Armenian Prime Minister Nikol Pashinyan declared that Georgia is playing an indispensable role in facilitating the emergence of economic links between Armenia and Azerbaijan, describing the development as "truly praiseworthy" during a joint press briefing in Tbilisi with Georgian Prime Minister Irakli Kobakhidze.

Pashinyan visited Georgia for the 15th session of the Armenia-Georgia Intergovernmental Commission on Economic Cooperation, at which bilateral trade, energy transit, and infrastructure cooperation were the central agenda items. Georgia set a symbolic transit tariff for the transportation of petroleum products from Azerbaijan through its territory to Armenia, a practical step that Armenia's Minister of Territorial Administration and Infrastructure David Khudatyan publicly welcomed, describing the Georgian government's decision as a "friendly" gesture that meaningfully reduces logistics costs for Armenian energy importers.

The trilateral economic dynamic emerging from the peace process is significant. Speaking to the Armenian parliament following his return from Tbilisi, Pashinyan said Armenia, Azerbaijan, and Georgia together could make the region a competitive transit hub with revenues growing tenfold. "Even if we open 20 parallel railways and 20 roads in the region, they will still not be enough to handle all this traffic," Pashinyan said. "Now is a very opportune moment for Armenia, Azerbaijan, and Georgia to take advantage of this shared opportunity."

The backdrop to this emerging trilateral framework is the cargo boom on East-West trade routes through the South Caucasus — the Middle Corridor linking China and Central Asia to European markets — which is generating growing volumes of freight that no single country in the region can absorb alone. According to Eurasianet, Georgia's facilitation role in the Armenia-Azerbaijan normalization process reflects a broader interest in capturing a larger share of this transit windfall.

For investors, the emergence of Georgia as an active peace facilitator rather than a passive bystander represents a structural upgrade in the South Caucasus regional architecture.
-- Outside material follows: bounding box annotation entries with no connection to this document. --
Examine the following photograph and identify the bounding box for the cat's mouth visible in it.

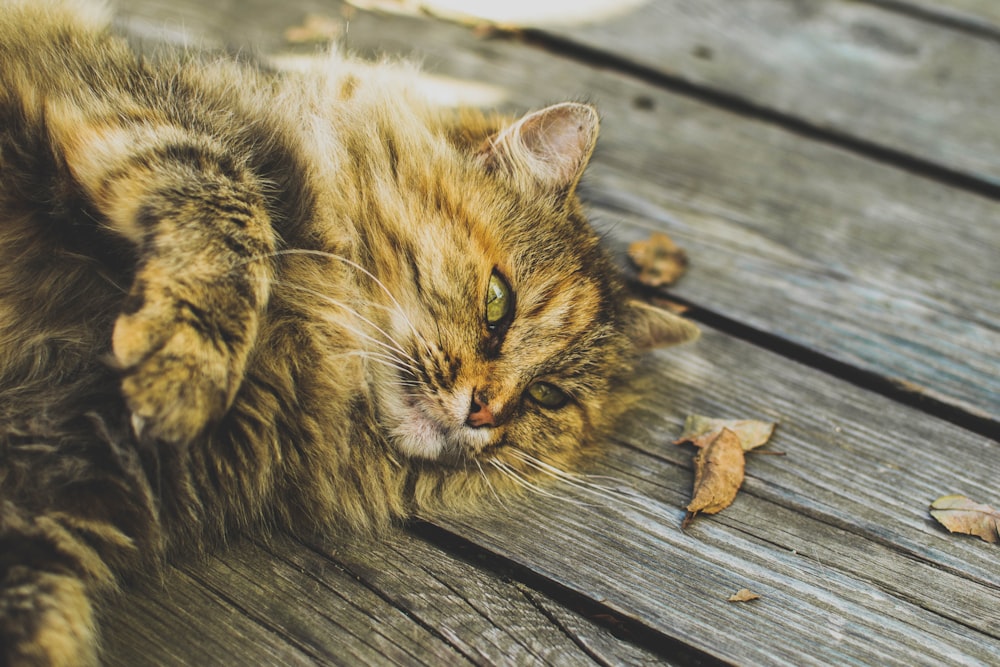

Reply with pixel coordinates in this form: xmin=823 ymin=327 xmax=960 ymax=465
xmin=392 ymin=395 xmax=493 ymax=463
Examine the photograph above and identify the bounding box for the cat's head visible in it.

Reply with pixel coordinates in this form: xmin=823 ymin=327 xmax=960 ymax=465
xmin=358 ymin=103 xmax=697 ymax=480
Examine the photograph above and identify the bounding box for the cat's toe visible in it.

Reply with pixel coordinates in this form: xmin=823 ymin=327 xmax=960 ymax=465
xmin=113 ymin=315 xmax=232 ymax=444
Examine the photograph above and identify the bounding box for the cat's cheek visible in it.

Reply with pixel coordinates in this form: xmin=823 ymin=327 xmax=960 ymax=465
xmin=392 ymin=417 xmax=447 ymax=460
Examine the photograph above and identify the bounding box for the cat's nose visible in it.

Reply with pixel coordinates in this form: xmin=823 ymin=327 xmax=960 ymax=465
xmin=465 ymin=393 xmax=496 ymax=428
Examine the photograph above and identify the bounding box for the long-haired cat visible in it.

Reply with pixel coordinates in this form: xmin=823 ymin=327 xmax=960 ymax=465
xmin=0 ymin=0 xmax=697 ymax=664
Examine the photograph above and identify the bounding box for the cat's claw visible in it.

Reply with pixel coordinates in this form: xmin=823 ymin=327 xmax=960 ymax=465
xmin=112 ymin=311 xmax=234 ymax=444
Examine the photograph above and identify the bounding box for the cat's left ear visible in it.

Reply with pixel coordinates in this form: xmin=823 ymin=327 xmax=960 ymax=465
xmin=479 ymin=102 xmax=600 ymax=194
xmin=625 ymin=299 xmax=701 ymax=351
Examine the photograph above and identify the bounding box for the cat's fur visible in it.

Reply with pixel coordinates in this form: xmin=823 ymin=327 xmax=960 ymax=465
xmin=0 ymin=0 xmax=696 ymax=664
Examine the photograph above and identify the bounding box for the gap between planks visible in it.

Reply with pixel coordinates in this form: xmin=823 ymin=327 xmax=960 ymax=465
xmin=472 ymin=27 xmax=1000 ymax=201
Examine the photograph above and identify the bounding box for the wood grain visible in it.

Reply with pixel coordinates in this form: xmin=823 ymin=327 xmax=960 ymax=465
xmin=866 ymin=0 xmax=1000 ymax=35
xmin=416 ymin=0 xmax=1000 ymax=185
xmin=435 ymin=332 xmax=1000 ymax=665
xmin=84 ymin=0 xmax=1000 ymax=665
xmin=324 ymin=5 xmax=1000 ymax=418
xmin=104 ymin=532 xmax=670 ymax=665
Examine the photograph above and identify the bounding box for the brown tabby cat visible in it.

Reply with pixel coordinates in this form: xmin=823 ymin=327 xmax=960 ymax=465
xmin=0 ymin=0 xmax=696 ymax=665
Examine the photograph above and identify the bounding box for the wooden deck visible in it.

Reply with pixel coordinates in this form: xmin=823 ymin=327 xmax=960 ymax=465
xmin=99 ymin=0 xmax=1000 ymax=665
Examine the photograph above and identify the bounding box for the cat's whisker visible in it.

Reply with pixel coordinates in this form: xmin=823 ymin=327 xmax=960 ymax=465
xmin=511 ymin=449 xmax=651 ymax=513
xmin=490 ymin=459 xmax=593 ymax=507
xmin=473 ymin=459 xmax=507 ymax=505
xmin=276 ymin=281 xmax=417 ymax=364
xmin=330 ymin=350 xmax=421 ymax=380
xmin=258 ymin=248 xmax=430 ymax=351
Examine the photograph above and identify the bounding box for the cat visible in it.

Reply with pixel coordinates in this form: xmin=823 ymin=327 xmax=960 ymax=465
xmin=0 ymin=0 xmax=697 ymax=665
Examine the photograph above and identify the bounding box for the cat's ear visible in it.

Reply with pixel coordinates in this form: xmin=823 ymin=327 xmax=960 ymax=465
xmin=479 ymin=102 xmax=600 ymax=193
xmin=625 ymin=299 xmax=701 ymax=351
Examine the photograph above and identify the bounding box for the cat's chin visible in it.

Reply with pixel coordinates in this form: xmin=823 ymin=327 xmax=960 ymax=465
xmin=392 ymin=406 xmax=491 ymax=464
xmin=393 ymin=414 xmax=454 ymax=461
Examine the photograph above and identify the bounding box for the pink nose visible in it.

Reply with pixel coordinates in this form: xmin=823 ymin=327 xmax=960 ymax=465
xmin=465 ymin=394 xmax=496 ymax=428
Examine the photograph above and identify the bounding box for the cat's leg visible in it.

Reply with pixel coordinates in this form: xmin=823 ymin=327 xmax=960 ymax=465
xmin=52 ymin=121 xmax=275 ymax=443
xmin=0 ymin=410 xmax=163 ymax=666
xmin=0 ymin=502 xmax=112 ymax=665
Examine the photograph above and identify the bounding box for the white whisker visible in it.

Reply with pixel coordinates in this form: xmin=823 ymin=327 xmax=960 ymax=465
xmin=262 ymin=248 xmax=429 ymax=349
xmin=490 ymin=459 xmax=593 ymax=507
xmin=511 ymin=449 xmax=654 ymax=514
xmin=275 ymin=281 xmax=417 ymax=363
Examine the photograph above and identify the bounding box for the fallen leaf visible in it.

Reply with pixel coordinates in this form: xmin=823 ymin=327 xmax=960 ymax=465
xmin=931 ymin=494 xmax=1000 ymax=544
xmin=628 ymin=232 xmax=688 ymax=287
xmin=681 ymin=428 xmax=745 ymax=528
xmin=728 ymin=588 xmax=760 ymax=602
xmin=285 ymin=14 xmax=343 ymax=44
xmin=674 ymin=415 xmax=777 ymax=452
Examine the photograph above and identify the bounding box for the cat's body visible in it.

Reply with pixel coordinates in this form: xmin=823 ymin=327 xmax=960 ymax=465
xmin=0 ymin=2 xmax=693 ymax=664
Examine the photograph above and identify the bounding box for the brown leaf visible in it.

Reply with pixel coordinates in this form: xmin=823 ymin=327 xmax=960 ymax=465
xmin=728 ymin=588 xmax=760 ymax=602
xmin=628 ymin=232 xmax=688 ymax=287
xmin=681 ymin=428 xmax=745 ymax=528
xmin=931 ymin=494 xmax=1000 ymax=544
xmin=674 ymin=415 xmax=777 ymax=452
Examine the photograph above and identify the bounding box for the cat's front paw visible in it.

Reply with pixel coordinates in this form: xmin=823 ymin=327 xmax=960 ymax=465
xmin=112 ymin=290 xmax=241 ymax=444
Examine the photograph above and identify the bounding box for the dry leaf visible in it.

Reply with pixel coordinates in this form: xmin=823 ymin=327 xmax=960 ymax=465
xmin=628 ymin=232 xmax=688 ymax=287
xmin=674 ymin=415 xmax=777 ymax=452
xmin=729 ymin=588 xmax=760 ymax=602
xmin=931 ymin=495 xmax=1000 ymax=544
xmin=681 ymin=428 xmax=745 ymax=528
xmin=285 ymin=14 xmax=343 ymax=44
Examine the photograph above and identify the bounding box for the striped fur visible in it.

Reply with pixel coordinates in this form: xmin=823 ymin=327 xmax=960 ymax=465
xmin=0 ymin=1 xmax=696 ymax=664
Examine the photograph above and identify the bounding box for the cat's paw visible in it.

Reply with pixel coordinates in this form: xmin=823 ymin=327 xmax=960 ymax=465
xmin=112 ymin=292 xmax=240 ymax=444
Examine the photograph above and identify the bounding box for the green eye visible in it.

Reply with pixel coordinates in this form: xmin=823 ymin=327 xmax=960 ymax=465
xmin=528 ymin=382 xmax=569 ymax=410
xmin=486 ymin=271 xmax=514 ymax=329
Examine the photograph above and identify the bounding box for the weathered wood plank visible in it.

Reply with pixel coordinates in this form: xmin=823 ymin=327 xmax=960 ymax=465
xmin=97 ymin=2 xmax=1000 ymax=664
xmin=119 ymin=0 xmax=1000 ymax=426
xmin=867 ymin=0 xmax=1000 ymax=35
xmin=104 ymin=533 xmax=670 ymax=665
xmin=435 ymin=332 xmax=1000 ymax=665
xmin=326 ymin=5 xmax=1000 ymax=418
xmin=410 ymin=0 xmax=1000 ymax=185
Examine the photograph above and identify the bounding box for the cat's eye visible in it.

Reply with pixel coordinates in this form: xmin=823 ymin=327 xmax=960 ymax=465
xmin=486 ymin=271 xmax=514 ymax=329
xmin=528 ymin=382 xmax=569 ymax=410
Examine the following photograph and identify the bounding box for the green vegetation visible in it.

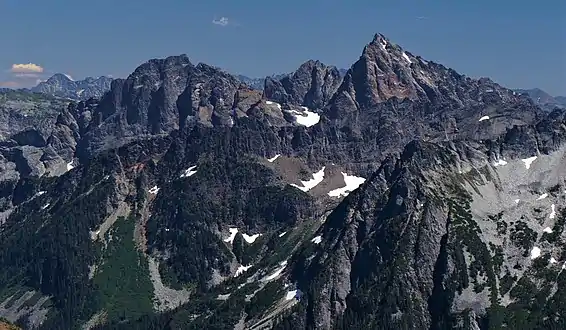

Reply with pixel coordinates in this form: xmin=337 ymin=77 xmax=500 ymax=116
xmin=94 ymin=216 xmax=153 ymax=320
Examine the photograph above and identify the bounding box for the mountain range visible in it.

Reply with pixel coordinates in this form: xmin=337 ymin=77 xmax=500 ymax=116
xmin=515 ymin=88 xmax=566 ymax=111
xmin=31 ymin=73 xmax=112 ymax=100
xmin=0 ymin=34 xmax=566 ymax=330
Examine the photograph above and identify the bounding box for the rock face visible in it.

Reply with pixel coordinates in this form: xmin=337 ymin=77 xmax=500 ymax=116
xmin=515 ymin=88 xmax=566 ymax=111
xmin=31 ymin=73 xmax=112 ymax=100
xmin=264 ymin=60 xmax=342 ymax=109
xmin=0 ymin=34 xmax=566 ymax=329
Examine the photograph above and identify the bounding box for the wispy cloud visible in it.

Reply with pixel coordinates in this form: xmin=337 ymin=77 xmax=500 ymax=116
xmin=212 ymin=16 xmax=230 ymax=26
xmin=10 ymin=63 xmax=44 ymax=74
xmin=0 ymin=81 xmax=21 ymax=88
xmin=0 ymin=62 xmax=47 ymax=88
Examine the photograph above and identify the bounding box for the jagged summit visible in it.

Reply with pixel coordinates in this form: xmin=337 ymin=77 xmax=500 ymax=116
xmin=0 ymin=34 xmax=566 ymax=330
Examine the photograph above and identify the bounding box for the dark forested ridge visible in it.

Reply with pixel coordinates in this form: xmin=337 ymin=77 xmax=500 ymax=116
xmin=0 ymin=34 xmax=566 ymax=330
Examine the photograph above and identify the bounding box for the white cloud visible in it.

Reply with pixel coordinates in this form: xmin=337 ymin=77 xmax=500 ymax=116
xmin=212 ymin=16 xmax=230 ymax=26
xmin=10 ymin=63 xmax=43 ymax=74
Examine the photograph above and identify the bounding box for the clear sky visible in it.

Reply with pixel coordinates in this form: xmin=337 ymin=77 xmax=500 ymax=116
xmin=0 ymin=0 xmax=566 ymax=95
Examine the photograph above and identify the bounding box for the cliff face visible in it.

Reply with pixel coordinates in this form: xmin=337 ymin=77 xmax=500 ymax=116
xmin=0 ymin=31 xmax=566 ymax=329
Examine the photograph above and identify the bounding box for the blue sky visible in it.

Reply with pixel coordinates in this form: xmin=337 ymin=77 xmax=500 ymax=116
xmin=0 ymin=0 xmax=566 ymax=95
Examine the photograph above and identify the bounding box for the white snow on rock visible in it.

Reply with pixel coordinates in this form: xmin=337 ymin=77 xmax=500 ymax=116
xmin=288 ymin=107 xmax=320 ymax=127
xmin=542 ymin=227 xmax=552 ymax=234
xmin=531 ymin=246 xmax=540 ymax=260
xmin=67 ymin=160 xmax=75 ymax=171
xmin=242 ymin=233 xmax=261 ymax=244
xmin=265 ymin=101 xmax=281 ymax=110
xmin=224 ymin=228 xmax=238 ymax=244
xmin=493 ymin=159 xmax=507 ymax=167
xmin=291 ymin=166 xmax=325 ymax=192
xmin=234 ymin=264 xmax=252 ymax=277
xmin=263 ymin=260 xmax=287 ymax=281
xmin=521 ymin=156 xmax=537 ymax=170
xmin=311 ymin=235 xmax=322 ymax=244
xmin=285 ymin=289 xmax=301 ymax=300
xmin=90 ymin=229 xmax=100 ymax=241
xmin=181 ymin=165 xmax=201 ymax=178
xmin=216 ymin=293 xmax=234 ymax=300
xmin=328 ymin=172 xmax=366 ymax=197
xmin=267 ymin=154 xmax=281 ymax=163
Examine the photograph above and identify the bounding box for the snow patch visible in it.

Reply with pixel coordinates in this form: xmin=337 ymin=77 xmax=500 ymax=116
xmin=181 ymin=165 xmax=201 ymax=178
xmin=521 ymin=156 xmax=537 ymax=170
xmin=291 ymin=166 xmax=325 ymax=192
xmin=67 ymin=160 xmax=75 ymax=171
xmin=234 ymin=264 xmax=252 ymax=277
xmin=224 ymin=228 xmax=238 ymax=244
xmin=542 ymin=227 xmax=552 ymax=234
xmin=263 ymin=260 xmax=287 ymax=282
xmin=493 ymin=159 xmax=507 ymax=167
xmin=265 ymin=101 xmax=281 ymax=110
xmin=285 ymin=289 xmax=302 ymax=300
xmin=267 ymin=154 xmax=281 ymax=163
xmin=242 ymin=233 xmax=261 ymax=244
xmin=328 ymin=172 xmax=366 ymax=197
xmin=288 ymin=107 xmax=320 ymax=127
xmin=531 ymin=246 xmax=540 ymax=260
xmin=148 ymin=257 xmax=191 ymax=311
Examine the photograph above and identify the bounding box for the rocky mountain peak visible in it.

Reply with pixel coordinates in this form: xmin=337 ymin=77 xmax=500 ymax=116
xmin=264 ymin=60 xmax=342 ymax=109
xmin=329 ymin=34 xmax=536 ymax=117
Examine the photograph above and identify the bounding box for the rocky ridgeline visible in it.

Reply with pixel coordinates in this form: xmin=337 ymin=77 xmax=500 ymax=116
xmin=0 ymin=34 xmax=566 ymax=329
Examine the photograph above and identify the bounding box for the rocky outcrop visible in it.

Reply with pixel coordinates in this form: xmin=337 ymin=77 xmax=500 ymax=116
xmin=264 ymin=60 xmax=342 ymax=109
xmin=0 ymin=31 xmax=566 ymax=329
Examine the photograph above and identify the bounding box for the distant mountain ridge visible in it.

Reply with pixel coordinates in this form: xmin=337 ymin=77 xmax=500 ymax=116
xmin=515 ymin=88 xmax=566 ymax=111
xmin=236 ymin=67 xmax=348 ymax=90
xmin=31 ymin=73 xmax=113 ymax=100
xmin=0 ymin=34 xmax=566 ymax=330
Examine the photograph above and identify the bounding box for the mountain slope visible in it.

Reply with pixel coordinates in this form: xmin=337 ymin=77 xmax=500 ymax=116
xmin=31 ymin=73 xmax=112 ymax=100
xmin=515 ymin=88 xmax=566 ymax=111
xmin=0 ymin=31 xmax=566 ymax=329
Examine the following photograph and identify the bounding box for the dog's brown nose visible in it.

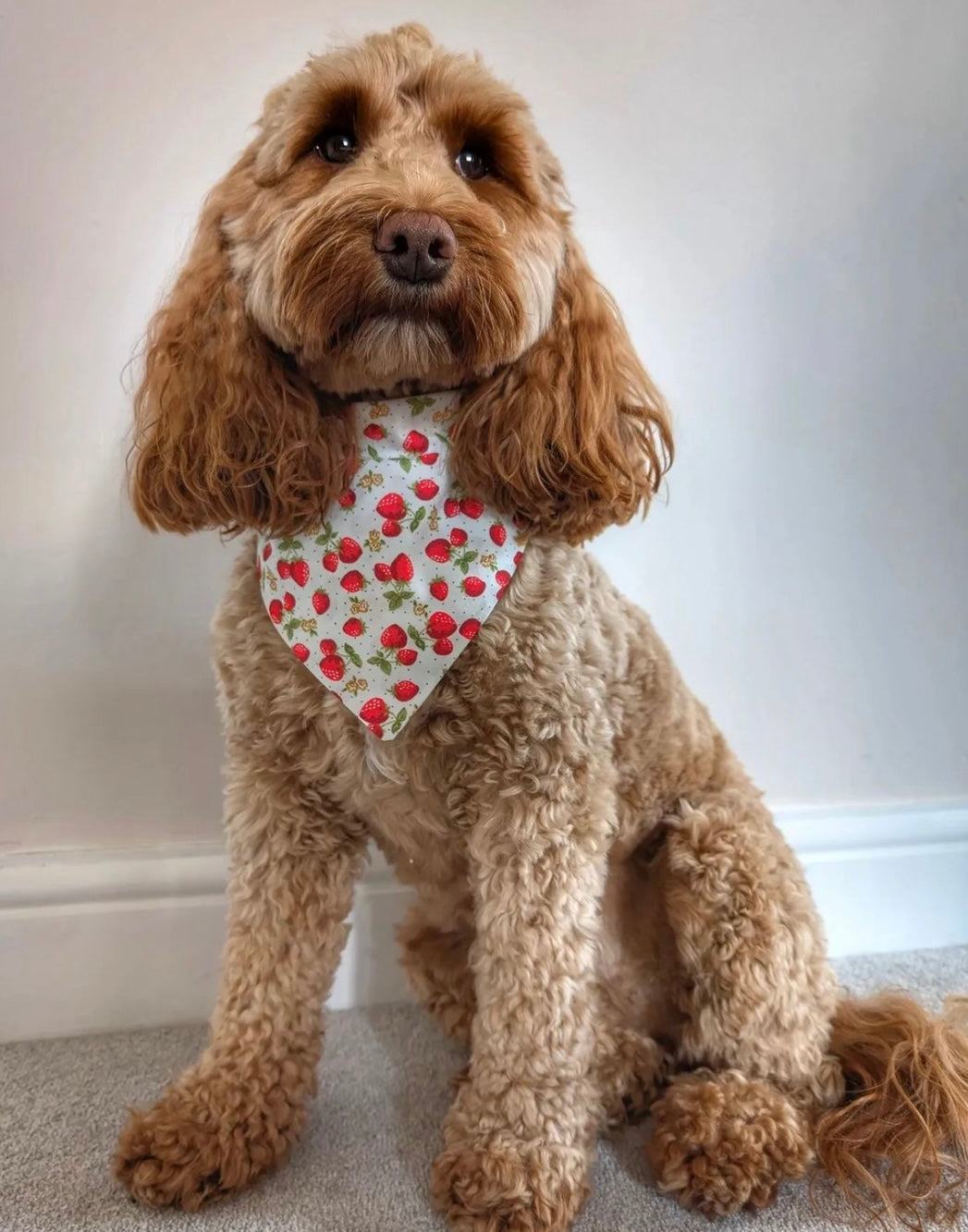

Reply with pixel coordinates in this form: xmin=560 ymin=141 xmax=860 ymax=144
xmin=376 ymin=210 xmax=458 ymax=282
A functional Armenia-Azerbaijan-Georgia transit corridor would generate not only freight revenue but also demand for logistics infrastructure, warehousing, customs technology, and financial services across all three markets. Georgia's bilateral trade with Armenia stood at $279.5 million in 2025, a figure that regional connectivity experts at Armenpress expect to grow substantially as transit routes normalize.